Biblical Evidence of Malevolent

Emotional ENERGY Incorporated into Psyches

By Martin Kobel

© All rights reserved

“All rights reserved?” Hollow snorted. “Who’s going to plagiarize this crap? And what’s with the capitalization?”

“Glenn, this is one of about thirty volumes. He’s been writing these things for twenty years. And it’s the smallest one.”

The prosecutor repeated, “He’s faking.”

But the judge was skeptical. “Going back all those years?”

“Okay, he’s quirky. But this man is dangerous. Two of his patients killed themselves under circumstances that make it seem like he suggested they do it. Another one’s serving five years because he attacked Kobel in his office. He claimed the doctor provoked him. And Kobel broke into a funeral home six years ago and was caught f**king around with the corpses.”

“What?”

“Not that way. He was dissecting them. Looking for evidence of these things, these nemes.”

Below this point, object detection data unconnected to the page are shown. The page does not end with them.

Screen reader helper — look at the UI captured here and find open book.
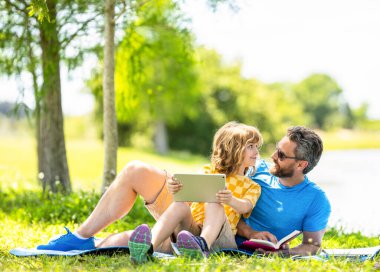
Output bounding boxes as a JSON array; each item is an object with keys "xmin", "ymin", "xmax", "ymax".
[{"xmin": 239, "ymin": 230, "xmax": 302, "ymax": 251}]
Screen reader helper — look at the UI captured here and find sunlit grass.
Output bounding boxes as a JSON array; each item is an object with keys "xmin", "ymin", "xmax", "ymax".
[
  {"xmin": 0, "ymin": 121, "xmax": 380, "ymax": 271},
  {"xmin": 0, "ymin": 137, "xmax": 208, "ymax": 190}
]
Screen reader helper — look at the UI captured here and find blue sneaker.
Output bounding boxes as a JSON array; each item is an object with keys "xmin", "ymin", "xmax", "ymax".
[
  {"xmin": 128, "ymin": 224, "xmax": 153, "ymax": 264},
  {"xmin": 37, "ymin": 227, "xmax": 95, "ymax": 251}
]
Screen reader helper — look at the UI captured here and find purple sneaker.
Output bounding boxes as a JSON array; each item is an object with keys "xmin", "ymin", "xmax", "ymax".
[
  {"xmin": 177, "ymin": 230, "xmax": 210, "ymax": 259},
  {"xmin": 128, "ymin": 224, "xmax": 153, "ymax": 264}
]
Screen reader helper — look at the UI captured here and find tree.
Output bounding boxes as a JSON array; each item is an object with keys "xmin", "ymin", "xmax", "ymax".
[
  {"xmin": 102, "ymin": 0, "xmax": 118, "ymax": 192},
  {"xmin": 294, "ymin": 74, "xmax": 344, "ymax": 129},
  {"xmin": 0, "ymin": 0, "xmax": 99, "ymax": 192}
]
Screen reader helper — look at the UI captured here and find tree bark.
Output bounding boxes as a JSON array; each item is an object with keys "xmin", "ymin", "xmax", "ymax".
[
  {"xmin": 37, "ymin": 0, "xmax": 71, "ymax": 193},
  {"xmin": 102, "ymin": 0, "xmax": 118, "ymax": 192},
  {"xmin": 154, "ymin": 120, "xmax": 169, "ymax": 155}
]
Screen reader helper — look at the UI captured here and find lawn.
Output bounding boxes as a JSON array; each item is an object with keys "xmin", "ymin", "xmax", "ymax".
[{"xmin": 0, "ymin": 130, "xmax": 380, "ymax": 271}]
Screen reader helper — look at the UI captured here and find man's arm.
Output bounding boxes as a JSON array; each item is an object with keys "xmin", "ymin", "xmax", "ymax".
[{"xmin": 276, "ymin": 230, "xmax": 325, "ymax": 257}]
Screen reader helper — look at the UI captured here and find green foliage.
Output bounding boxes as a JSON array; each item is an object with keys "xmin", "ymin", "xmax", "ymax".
[
  {"xmin": 28, "ymin": 0, "xmax": 50, "ymax": 22},
  {"xmin": 294, "ymin": 74, "xmax": 347, "ymax": 129},
  {"xmin": 115, "ymin": 1, "xmax": 197, "ymax": 129}
]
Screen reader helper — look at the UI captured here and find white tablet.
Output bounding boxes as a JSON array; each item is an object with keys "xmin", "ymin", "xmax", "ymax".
[{"xmin": 173, "ymin": 174, "xmax": 226, "ymax": 202}]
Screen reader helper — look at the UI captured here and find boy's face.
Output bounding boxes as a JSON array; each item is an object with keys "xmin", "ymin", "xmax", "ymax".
[{"xmin": 242, "ymin": 143, "xmax": 259, "ymax": 169}]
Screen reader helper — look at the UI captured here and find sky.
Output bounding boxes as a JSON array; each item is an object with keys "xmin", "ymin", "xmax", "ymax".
[{"xmin": 0, "ymin": 0, "xmax": 380, "ymax": 119}]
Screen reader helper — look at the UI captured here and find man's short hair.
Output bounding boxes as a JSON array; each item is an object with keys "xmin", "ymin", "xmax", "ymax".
[{"xmin": 287, "ymin": 126, "xmax": 323, "ymax": 174}]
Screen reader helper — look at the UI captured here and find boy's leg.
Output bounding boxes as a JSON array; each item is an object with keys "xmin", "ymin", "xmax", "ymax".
[
  {"xmin": 77, "ymin": 161, "xmax": 166, "ymax": 238},
  {"xmin": 177, "ymin": 203, "xmax": 226, "ymax": 258},
  {"xmin": 152, "ymin": 202, "xmax": 201, "ymax": 250}
]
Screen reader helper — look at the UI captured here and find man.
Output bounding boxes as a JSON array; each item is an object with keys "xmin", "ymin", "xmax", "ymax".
[
  {"xmin": 37, "ymin": 127, "xmax": 330, "ymax": 255},
  {"xmin": 237, "ymin": 127, "xmax": 331, "ymax": 256}
]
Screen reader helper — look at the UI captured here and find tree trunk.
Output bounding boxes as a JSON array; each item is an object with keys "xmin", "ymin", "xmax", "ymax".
[
  {"xmin": 102, "ymin": 0, "xmax": 118, "ymax": 192},
  {"xmin": 37, "ymin": 0, "xmax": 71, "ymax": 193},
  {"xmin": 154, "ymin": 120, "xmax": 169, "ymax": 155},
  {"xmin": 24, "ymin": 14, "xmax": 46, "ymax": 192}
]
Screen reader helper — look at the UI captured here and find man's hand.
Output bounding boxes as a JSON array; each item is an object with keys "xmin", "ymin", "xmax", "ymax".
[
  {"xmin": 249, "ymin": 231, "xmax": 277, "ymax": 244},
  {"xmin": 166, "ymin": 176, "xmax": 183, "ymax": 194},
  {"xmin": 216, "ymin": 190, "xmax": 232, "ymax": 205}
]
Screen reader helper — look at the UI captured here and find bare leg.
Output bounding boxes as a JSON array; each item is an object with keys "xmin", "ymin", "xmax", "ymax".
[
  {"xmin": 152, "ymin": 202, "xmax": 195, "ymax": 249},
  {"xmin": 201, "ymin": 203, "xmax": 226, "ymax": 248},
  {"xmin": 96, "ymin": 230, "xmax": 133, "ymax": 247},
  {"xmin": 77, "ymin": 161, "xmax": 166, "ymax": 238}
]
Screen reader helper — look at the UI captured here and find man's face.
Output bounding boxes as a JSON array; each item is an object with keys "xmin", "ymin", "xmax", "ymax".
[{"xmin": 269, "ymin": 136, "xmax": 297, "ymax": 178}]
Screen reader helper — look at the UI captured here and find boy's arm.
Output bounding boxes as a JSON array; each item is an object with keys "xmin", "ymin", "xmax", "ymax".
[{"xmin": 216, "ymin": 190, "xmax": 253, "ymax": 214}]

Ringling said happily, “There’s another book he wrote on the autopsy. Eighteen hundred pages. Illustrated.”

“It wasn’t an autopsy, Bob. It was breaking into a funeral home and f**king around with corpses.” Hollow was getting angry. But maybe it’s just a neme, he thought cynically. “He goes to conferences.”

“Paranormal conferences. Wacko conferences. Full of wackos just like him.”

“Jesus Christ, Bob. The people who cop insanity pleas’re paranoid schizos. They don’t bathe, they take Haldol and lithium, they’re delusional. They don’t go to f**king Starbucks and ask for an extra shot of syrup.”